Justiça Desportiva premiou o racismo
Por Fabio Silveira
Em 2014 o Grêmio foi excluído da Copa do Brasil (da qual é o segundo maior vencedor, com cinco títulos, perdendo apenas para o Cruzeiro, que venceu seis edições) porque uma torcedora foi flagrada nas transmissões de televisão xingando o goleiro Aranha, do Santos, de “macaco”, num jogo na sua Arena. Uma eliminação justa e que doeu para os gremistas, mas que ao menos representava um alento, no sentido de que poderia ser um sinal de mudança na postura da Justiça Desportiva brasileira. O racismo é odioso e precisa ser combatido em todas as esferas da sociedade. Tem que cortar na carne, tem que punir de forma exemplar, seja no esporte ou em qualquer outra seara da vida. Doa a quem doer. O episódio levou o Grêmio a se mobilizar para, por exemplo, fazer com que a torcida Tricolor tirasse dos seus cânticos a palavra “macaco”, usada para atacar torcedores do Internacional, seu principal rival.
A impressão de que a Justiça Desportiva estaria endurecendo contra o racismo durou pouco. Em 2016, num jogo entre Athlético Paranaense e Palmeiras, em Curitiba, pelo Campeonato Brasileiro, um torcedor do time da casa xingou de macaco o jogador Tchê Tchê, que defendia o alviverde. A punição foi uma multa de R$ 10 mil. Nenhum ponto perdido e nem perda de mando de campo. Em 2019, torcedores do mesmo Furacão, na mesma Arena da Baixada, repetiram o xingamento contra o jogador Renê, do Flamengo, durante uma cobrança de lateral. Nenhuma punição digna de nota.

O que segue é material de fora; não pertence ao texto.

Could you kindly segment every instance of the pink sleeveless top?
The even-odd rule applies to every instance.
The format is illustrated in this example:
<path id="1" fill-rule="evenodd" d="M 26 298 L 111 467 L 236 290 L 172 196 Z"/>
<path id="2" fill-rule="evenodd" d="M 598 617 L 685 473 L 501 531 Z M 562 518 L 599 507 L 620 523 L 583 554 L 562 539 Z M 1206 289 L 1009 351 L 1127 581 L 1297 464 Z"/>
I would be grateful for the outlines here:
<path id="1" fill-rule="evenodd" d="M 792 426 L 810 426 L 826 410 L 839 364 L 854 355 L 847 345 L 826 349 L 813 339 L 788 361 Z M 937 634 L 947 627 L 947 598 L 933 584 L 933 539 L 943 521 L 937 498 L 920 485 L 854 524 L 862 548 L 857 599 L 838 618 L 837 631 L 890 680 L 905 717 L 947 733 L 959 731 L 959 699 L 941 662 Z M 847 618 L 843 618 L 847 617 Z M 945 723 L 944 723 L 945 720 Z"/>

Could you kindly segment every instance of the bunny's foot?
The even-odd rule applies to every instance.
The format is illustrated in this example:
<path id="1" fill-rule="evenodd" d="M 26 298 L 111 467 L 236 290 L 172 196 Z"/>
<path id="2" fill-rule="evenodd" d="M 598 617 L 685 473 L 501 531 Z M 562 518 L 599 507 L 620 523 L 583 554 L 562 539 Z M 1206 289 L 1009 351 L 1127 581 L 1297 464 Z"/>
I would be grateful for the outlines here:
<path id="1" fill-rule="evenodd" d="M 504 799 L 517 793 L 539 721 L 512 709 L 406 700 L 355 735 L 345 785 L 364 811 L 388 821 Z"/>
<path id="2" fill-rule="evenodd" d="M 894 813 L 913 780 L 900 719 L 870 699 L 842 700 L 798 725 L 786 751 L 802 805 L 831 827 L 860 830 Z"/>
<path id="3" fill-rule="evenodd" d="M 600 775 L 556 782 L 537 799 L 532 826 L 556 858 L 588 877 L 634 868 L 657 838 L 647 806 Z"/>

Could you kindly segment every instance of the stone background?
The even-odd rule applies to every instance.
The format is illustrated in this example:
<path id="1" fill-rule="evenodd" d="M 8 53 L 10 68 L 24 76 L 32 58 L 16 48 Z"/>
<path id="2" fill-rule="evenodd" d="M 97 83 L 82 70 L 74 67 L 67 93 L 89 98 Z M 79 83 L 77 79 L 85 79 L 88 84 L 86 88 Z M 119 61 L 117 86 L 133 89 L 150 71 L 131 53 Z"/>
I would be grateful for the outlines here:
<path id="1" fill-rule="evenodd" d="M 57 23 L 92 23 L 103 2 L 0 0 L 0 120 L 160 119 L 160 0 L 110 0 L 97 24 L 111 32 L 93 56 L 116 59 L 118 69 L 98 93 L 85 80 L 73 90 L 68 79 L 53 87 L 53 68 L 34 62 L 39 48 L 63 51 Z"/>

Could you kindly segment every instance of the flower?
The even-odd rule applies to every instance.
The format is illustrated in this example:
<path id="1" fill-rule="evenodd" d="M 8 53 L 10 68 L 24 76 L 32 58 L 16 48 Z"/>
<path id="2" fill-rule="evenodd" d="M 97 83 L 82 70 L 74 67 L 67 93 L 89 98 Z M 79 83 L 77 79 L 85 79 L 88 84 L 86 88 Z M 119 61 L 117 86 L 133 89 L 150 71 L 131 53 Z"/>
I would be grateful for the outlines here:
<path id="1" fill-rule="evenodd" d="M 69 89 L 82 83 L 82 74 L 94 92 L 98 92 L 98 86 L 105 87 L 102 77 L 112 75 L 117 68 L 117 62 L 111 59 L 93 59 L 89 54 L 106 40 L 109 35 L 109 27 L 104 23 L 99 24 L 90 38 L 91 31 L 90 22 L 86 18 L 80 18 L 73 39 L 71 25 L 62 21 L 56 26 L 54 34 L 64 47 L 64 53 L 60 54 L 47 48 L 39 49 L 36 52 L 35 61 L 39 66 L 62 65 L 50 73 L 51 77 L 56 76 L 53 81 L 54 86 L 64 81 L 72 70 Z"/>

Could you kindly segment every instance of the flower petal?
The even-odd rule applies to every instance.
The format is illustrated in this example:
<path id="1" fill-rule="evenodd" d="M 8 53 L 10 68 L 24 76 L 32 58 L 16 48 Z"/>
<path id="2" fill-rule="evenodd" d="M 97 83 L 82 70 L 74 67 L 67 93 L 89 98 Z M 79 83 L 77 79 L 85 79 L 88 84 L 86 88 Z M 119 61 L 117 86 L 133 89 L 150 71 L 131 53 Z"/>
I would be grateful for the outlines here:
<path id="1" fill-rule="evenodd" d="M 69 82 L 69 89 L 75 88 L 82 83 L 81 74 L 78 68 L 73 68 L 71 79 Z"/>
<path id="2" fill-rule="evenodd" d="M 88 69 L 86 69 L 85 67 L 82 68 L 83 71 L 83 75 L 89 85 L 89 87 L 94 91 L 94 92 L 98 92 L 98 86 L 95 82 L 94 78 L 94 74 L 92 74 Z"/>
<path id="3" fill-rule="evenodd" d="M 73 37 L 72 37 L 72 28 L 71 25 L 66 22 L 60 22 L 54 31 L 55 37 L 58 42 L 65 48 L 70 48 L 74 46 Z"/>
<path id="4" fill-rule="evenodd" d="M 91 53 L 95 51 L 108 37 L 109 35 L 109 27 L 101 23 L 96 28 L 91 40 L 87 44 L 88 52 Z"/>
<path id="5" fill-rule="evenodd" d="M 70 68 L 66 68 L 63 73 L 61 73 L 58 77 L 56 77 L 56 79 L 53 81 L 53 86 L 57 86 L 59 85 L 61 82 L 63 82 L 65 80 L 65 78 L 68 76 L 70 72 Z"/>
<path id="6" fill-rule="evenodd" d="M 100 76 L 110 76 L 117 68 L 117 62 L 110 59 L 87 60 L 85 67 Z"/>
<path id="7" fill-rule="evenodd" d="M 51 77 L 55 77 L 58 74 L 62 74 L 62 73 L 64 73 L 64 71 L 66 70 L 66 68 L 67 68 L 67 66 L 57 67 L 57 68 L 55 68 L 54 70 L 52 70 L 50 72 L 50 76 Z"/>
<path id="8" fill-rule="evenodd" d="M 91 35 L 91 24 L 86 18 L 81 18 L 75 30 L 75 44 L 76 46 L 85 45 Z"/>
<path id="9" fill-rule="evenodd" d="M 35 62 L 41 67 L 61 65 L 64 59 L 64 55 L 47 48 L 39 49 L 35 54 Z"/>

Em 2021, sete anos depois da punição exemplar imposta ao Grêmio, o racismo continua rondando os estádios brasileiros. Que o diga o meia Celsinho, do Londrina, que disputa a Série B do Campeonato Brasileiro. Em 17 de julho, numa partida entre Londrina e Goiás, disputada em Goiânia, um narrador e um comentarista da Rádio Bandeirantes local classificaram o corte de cabelo do atleta, no estilo black power, como “imundo” e “pesado”. Em 23 de julho, Celsinho foi atacado novamente por causa do cabelo, dessa vez num jogo entre o seu time e o Remo, disputado em Londrina. O narrador da Rádio Clube do Pará disse que o cabelo do atleta era um “ninho de cupim”. Nas duas oportunidades os comunicadores se desculparam publicamente pelas ofensas racistas. Mas o pior ainda estava por vir. Nos dois casos os profissionais de imprensa se desculparam publicamente pelas ofensas, que na verdade são crimes.
Em agosto, numa partida contra o Brusque, em Santa Catarina, Celsinho foi xingado de “macaco” por um dirigente do clube. Em setembro o STJD terminou perda de três pontos – embora branda, a pena poderia aumentar as chances de rebaixamento do time catarinense – e multa de R$ 60 mil. O Brusque nunca pediu desculpas pelo crime de racismo cometido pelo seu dirigente. O clube chegou a soltar uma nota acusando o jogador de “falsa imputação de racismo”.
Mesmo assim o time ainda foi premiado pelo Superior Tribunal de Justiça Desportiva (STJD), que acatou seu recurso e voltou atrás na pena (leve) de perda de três pontos, decisão tomada na véspera do Dia da Consciência Negra. O ato racista ficou barato para o clube, que além da multa deve perder o mando de campo por apenas uma partida.
Na distopia vivida pelo Brasil nos últimos anos, os racistas perderam a vergonha de externar a sua conduta odiosa em todas as esferas da sociedade. No futebol, o esporte mais popular do país e que por vezes oferece boas metáforas da vida, a leveza nas “punições” faz com que o crime compense. Enquanto isso, os 7 a 1 vão se repetindo infinitamente sobre as nossas cabeças.
Fábio Silveira é Jornalista, doutor em Comunicação pela Unesp, professor do Departamento de Comunicação da Universidade Estadual de Londrina (UEL) e torcedor do Grêmio desde antes de nascer.